Die gängige Meinung ist, dass die Familie als gesellschaftliche Institution sich in der Krise befindet und mehr und mehr zerfällt. Stimmt nicht, sagen nun Wissenschaftler der Universität Wien. In drei Publikationen, die in der Vorwoche präsentiert wurden, legen sie vielmehr dar, dass sich familiäre und verwandtschaftliche Bindungen niemals gelockert hätten. Und: Die verwandtschaftlichen Netzwerke würden in Zukunft sogar noch wichtiger werden.
Geändert hat sich in den letzten Jahrzehnten freilich schon etwas: Die „klassischen“ Großfamilien, bei denen mehrere Generationen unter einem Dach leben, gibt es immer weniger. Und auch die „Kernfamilie“ aus Vater–Mutter–Kind existiert nicht mehr so wie in den 1960-er Jahren, erläutert die Soziologin Christine Geserick. Doch das heißt nicht automatisch, dass die familiären Bande schwächer würden. Denn gleichzeitig habe es eine „Pluralisierung der Familienformen“ gegeben. Rudolf Richter, Professor für Soziologie, ergänzt: „Gerade die Vielfalt neuer Familienformen – auch solcher, die zum Beispiel durch Scheidung und Neuorientierung in Patchwork-Arrangements aufgehen – schaffe eine neue Breite an Netzwerken.“
Dass Familien zunehmend nicht mehr unter einem Dach leben, ändere daran wenig. Die beiden Ethnologinnen Elisabeth Timm und Heidi Rosenbaum argumentieren, dass man das aber erst erkennen würde, wenn man nicht auf die Haushalte blicke, sondern auf die Beziehungen zwischen den Haushalten. Heute würden Kinder zu „70 Prozent in relativ großer räumlicher Nähe zu den Eltern“ wohnen. „Die räumliche Nähe der Generationen begünstigt intensive soziale Kontakt, aber auch Hilfe und Unterstützung.“ Zentral für die Beziehungspflege sind – wenig überraschend – Frauen.
„Die Vielfalt neuer Familienformen schafft eine neue Breite an
Netzwerken.“
Rudolf Richter, Soziologe an der Universität Wien
Die Forscher haben einen weiteren interessanten Aspekt entdeckt: Die staatliche soziale Absicherung, die sich nach dem Zweiten Weltkrieg entwickelt hat, führte nicht zu einer Lockerung der familiären und verwandtschaftlichen Beziehungen, sondern habe wesentlich dazu beigetragen, dass Verbindungen in der Familie heute emotionaler („affektiver“) seien als früher, so Geserick. Unter anderem deshalb, weil mehr Zeit für Gespräche et cetera bleibt.

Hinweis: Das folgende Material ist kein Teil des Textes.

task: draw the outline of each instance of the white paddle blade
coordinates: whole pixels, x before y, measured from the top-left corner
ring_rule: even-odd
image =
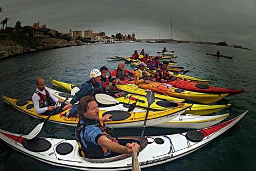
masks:
[[[119,103],[115,98],[105,94],[97,94],[95,95],[95,99],[98,102],[105,105],[113,105]]]
[[[34,129],[33,129],[32,131],[31,131],[30,133],[27,135],[26,138],[28,140],[30,140],[36,137],[36,136],[37,135],[37,134],[39,134],[39,133],[41,131],[44,123],[45,123],[42,122],[41,124],[37,125],[37,126],[36,126]]]
[[[80,90],[80,89],[78,87],[75,87],[72,89],[71,91],[71,95],[74,96],[76,92],[78,92]]]

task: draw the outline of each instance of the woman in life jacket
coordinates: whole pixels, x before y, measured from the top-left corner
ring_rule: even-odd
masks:
[[[163,62],[161,67],[159,67],[154,74],[157,81],[162,83],[166,82],[170,79],[169,71],[167,70],[169,63],[167,61]]]
[[[123,146],[108,131],[104,121],[111,121],[111,115],[99,118],[99,110],[95,100],[90,96],[82,97],[78,104],[79,121],[75,134],[80,156],[94,159],[109,158],[120,154],[131,154],[134,146],[137,153],[139,145],[127,143]]]
[[[148,84],[152,81],[150,80],[152,75],[145,70],[147,65],[143,62],[139,63],[139,67],[134,72],[134,83],[135,84]]]
[[[62,100],[58,99],[52,95],[51,92],[45,89],[45,80],[42,78],[38,77],[36,80],[36,84],[37,89],[32,96],[36,113],[49,115],[55,109],[55,104],[57,102],[61,103]],[[55,113],[59,112],[58,110]]]

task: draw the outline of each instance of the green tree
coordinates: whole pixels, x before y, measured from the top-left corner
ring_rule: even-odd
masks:
[[[3,8],[0,6],[0,13],[3,12]]]
[[[9,19],[8,18],[6,17],[4,20],[6,21],[6,27],[7,27],[7,23],[8,23],[8,21],[9,20],[10,20],[10,19]]]
[[[18,21],[15,25],[15,28],[21,28],[21,23],[20,21]]]
[[[6,23],[6,20],[4,19],[2,21],[1,21],[1,25],[3,25],[3,30],[4,29],[4,25]]]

Wenn die Faktenlage so klar ist – wie konnte dann der Mythos vom „Zerfall der Familien“ überhaupt entstehen? Erstens gebe es ein schiefes historisches Bild der Familie. Timm und Rosenbaum betonen, dass die Kleinfamilie keine „Erfindung der Moderne“ sei, sondern lange Tradition habe. Wohingegen die Großfamilie nur für einen „kurzen Moment“ existiert habe.

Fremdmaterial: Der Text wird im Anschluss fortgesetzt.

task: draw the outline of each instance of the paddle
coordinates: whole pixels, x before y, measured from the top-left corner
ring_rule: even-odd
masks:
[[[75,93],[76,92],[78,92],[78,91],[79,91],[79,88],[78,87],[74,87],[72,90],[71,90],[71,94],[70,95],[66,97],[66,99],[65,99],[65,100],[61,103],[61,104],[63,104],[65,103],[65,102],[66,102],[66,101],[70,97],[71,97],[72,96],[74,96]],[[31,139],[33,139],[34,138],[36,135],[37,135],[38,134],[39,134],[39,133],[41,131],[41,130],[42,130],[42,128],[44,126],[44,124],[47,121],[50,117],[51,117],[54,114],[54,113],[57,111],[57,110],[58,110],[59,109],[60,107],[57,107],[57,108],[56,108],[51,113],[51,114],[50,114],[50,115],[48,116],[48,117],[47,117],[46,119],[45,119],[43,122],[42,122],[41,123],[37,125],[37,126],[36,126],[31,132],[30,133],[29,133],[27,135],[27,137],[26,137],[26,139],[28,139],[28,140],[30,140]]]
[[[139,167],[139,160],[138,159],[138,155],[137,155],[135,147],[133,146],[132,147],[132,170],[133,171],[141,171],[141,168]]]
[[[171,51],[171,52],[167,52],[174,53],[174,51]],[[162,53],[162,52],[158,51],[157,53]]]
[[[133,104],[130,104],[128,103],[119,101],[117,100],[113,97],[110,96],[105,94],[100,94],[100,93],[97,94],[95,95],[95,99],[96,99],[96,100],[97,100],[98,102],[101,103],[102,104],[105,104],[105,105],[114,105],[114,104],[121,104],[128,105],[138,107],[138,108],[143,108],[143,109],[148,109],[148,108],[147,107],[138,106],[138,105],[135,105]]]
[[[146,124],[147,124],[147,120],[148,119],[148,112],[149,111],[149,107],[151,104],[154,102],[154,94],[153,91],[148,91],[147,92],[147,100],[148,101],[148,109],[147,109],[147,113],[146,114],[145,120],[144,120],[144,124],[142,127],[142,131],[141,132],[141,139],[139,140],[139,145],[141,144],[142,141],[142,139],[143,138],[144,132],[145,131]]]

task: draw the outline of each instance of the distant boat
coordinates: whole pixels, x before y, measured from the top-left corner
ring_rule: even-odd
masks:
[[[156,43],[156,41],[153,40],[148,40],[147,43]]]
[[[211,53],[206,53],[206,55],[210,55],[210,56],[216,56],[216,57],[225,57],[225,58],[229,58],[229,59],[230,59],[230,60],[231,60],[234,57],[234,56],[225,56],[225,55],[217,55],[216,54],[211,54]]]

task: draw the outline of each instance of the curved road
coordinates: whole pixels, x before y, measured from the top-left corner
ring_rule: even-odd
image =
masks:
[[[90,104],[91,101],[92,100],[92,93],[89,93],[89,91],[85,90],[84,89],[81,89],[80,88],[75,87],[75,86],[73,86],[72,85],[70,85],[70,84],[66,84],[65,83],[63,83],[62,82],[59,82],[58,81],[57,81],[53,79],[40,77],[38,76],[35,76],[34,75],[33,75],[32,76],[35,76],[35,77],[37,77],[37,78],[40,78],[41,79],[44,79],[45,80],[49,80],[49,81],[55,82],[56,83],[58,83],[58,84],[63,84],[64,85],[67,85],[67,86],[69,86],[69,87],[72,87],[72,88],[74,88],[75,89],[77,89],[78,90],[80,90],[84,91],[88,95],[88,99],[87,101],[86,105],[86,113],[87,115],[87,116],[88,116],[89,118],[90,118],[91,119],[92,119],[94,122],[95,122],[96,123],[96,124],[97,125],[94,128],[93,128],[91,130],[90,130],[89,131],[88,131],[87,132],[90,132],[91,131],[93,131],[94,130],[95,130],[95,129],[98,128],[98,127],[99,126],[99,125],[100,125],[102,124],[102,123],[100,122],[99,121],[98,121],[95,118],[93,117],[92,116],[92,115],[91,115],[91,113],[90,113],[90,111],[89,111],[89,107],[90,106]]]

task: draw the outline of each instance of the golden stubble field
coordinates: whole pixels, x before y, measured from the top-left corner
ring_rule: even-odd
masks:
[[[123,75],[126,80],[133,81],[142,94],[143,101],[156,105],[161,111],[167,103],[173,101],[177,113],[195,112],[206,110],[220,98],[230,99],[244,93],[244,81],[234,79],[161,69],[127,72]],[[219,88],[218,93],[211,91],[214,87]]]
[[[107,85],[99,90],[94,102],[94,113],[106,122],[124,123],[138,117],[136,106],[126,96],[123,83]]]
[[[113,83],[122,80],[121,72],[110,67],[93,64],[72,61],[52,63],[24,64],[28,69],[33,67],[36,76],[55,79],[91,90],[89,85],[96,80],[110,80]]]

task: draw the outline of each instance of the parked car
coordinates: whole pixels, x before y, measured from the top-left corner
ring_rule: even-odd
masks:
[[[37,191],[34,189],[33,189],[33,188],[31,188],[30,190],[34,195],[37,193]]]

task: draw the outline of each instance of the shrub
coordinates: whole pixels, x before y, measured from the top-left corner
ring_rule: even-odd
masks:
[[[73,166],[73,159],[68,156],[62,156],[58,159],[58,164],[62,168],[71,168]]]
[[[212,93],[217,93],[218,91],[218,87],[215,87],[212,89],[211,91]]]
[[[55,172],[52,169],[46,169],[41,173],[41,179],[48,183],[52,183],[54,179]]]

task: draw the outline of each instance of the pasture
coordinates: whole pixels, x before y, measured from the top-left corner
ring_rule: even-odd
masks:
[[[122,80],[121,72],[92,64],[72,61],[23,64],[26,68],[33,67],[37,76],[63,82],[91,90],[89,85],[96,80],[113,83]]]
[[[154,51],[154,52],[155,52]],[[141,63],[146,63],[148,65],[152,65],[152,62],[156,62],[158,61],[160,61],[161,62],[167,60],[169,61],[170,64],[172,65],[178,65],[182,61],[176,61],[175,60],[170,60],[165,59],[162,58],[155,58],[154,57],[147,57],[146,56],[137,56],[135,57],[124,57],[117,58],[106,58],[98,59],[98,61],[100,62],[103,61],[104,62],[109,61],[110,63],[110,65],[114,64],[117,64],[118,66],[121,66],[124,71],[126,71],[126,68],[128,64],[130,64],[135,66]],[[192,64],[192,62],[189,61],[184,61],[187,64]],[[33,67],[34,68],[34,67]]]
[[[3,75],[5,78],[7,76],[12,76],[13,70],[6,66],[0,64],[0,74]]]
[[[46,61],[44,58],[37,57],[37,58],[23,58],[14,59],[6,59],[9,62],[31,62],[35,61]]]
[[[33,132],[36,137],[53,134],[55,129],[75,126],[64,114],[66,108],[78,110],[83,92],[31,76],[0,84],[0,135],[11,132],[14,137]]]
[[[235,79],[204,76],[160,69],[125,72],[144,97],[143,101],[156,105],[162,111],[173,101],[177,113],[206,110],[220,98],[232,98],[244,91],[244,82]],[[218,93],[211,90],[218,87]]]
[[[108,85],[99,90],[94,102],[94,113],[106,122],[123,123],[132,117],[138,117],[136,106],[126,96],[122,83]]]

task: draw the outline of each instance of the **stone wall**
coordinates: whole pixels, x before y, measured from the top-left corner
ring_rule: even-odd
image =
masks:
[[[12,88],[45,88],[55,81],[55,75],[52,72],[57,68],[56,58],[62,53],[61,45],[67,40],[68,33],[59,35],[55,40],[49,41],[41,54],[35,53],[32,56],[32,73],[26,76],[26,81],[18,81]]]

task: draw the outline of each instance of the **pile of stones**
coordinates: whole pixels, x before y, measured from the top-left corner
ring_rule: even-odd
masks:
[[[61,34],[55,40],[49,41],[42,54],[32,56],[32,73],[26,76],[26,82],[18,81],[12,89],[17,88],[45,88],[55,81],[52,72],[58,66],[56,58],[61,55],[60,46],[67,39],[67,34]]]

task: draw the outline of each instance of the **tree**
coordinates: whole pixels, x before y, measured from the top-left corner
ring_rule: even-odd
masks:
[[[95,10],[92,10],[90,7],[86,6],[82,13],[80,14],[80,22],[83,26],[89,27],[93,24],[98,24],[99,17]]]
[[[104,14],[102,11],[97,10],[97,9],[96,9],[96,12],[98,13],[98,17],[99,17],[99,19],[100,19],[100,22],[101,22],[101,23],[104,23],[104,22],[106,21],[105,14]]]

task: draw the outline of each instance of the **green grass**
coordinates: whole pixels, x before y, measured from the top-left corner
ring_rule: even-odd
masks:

Zweitens habe, so die beiden Historikerinnen Edith Sauer und Margareth Lanzinger, die Modernisierungstheorie die – falsche – Annahme getroffen, dass Verwandtschaften seit dem Mittelalter kontinuierlich an Bedeutung verloren hätten und von anderen Institutionen abgelöst worden seien. Auf Basis neuerer Forschungen zeichne sich aber ein viel differenzierteres, in vielen Bereichen gegenteiliges Bild ab.

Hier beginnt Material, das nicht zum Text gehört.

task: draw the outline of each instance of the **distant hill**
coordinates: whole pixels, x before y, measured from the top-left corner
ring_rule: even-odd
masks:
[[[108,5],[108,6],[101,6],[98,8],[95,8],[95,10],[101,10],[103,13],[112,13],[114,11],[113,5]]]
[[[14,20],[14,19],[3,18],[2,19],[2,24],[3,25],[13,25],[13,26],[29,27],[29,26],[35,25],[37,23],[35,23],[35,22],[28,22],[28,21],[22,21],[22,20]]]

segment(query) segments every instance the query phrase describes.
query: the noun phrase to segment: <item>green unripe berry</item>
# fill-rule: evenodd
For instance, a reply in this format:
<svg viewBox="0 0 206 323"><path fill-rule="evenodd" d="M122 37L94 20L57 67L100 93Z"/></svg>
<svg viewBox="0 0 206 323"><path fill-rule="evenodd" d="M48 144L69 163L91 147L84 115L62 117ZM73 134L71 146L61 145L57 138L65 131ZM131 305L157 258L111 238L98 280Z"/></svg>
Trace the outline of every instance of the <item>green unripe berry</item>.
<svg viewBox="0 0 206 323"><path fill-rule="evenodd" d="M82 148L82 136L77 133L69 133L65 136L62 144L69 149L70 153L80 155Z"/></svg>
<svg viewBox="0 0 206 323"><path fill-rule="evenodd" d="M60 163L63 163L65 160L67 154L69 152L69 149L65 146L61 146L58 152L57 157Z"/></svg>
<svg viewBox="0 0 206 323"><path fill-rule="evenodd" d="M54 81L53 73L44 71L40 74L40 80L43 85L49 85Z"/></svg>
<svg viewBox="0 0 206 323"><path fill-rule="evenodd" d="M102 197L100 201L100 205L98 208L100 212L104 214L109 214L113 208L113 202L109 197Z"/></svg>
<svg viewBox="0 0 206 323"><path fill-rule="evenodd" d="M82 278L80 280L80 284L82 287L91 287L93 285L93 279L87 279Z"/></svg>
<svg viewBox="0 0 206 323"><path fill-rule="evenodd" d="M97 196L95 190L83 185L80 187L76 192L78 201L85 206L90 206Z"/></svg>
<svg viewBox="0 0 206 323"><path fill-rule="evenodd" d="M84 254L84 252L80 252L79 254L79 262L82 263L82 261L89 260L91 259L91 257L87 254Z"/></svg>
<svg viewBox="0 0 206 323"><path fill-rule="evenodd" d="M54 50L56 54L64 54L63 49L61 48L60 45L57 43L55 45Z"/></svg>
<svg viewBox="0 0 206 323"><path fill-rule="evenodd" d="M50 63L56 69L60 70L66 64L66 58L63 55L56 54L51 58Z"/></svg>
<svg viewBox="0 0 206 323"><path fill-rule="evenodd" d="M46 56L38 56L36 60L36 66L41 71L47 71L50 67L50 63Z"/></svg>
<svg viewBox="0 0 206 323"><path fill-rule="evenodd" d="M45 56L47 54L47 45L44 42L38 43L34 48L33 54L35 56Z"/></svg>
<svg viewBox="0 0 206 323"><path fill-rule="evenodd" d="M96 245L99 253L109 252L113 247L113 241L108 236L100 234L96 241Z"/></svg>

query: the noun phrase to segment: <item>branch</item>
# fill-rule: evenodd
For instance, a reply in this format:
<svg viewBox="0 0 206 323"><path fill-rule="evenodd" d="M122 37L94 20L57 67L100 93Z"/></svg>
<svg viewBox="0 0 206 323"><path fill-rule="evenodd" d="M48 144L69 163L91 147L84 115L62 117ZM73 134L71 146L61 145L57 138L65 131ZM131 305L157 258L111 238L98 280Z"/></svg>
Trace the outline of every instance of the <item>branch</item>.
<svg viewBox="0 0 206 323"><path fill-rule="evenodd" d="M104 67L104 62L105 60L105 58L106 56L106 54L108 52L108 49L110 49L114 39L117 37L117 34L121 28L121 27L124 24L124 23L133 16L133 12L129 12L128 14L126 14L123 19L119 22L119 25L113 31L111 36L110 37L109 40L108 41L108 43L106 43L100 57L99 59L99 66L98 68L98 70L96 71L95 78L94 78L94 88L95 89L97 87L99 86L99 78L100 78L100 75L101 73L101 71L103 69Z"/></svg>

Und drittens: Die Kennzahlen, wie etwa das Sinken der Heirats- oder Kinderzahl, die zum übereilten Schluss eines „Zerfalls der Familie“ führten, sind nur ein Teil der Wahrheit. Geserick: „Andere Formen der sozialen Unterstützung sind in der Statistik nicht so präsent.“ Daten für diese Netze würden kaum erfasst. Den Grund dafür sieht sie in den „konservativ-traditionellen Ideologien, die sich um die Kernfamilie ranken“.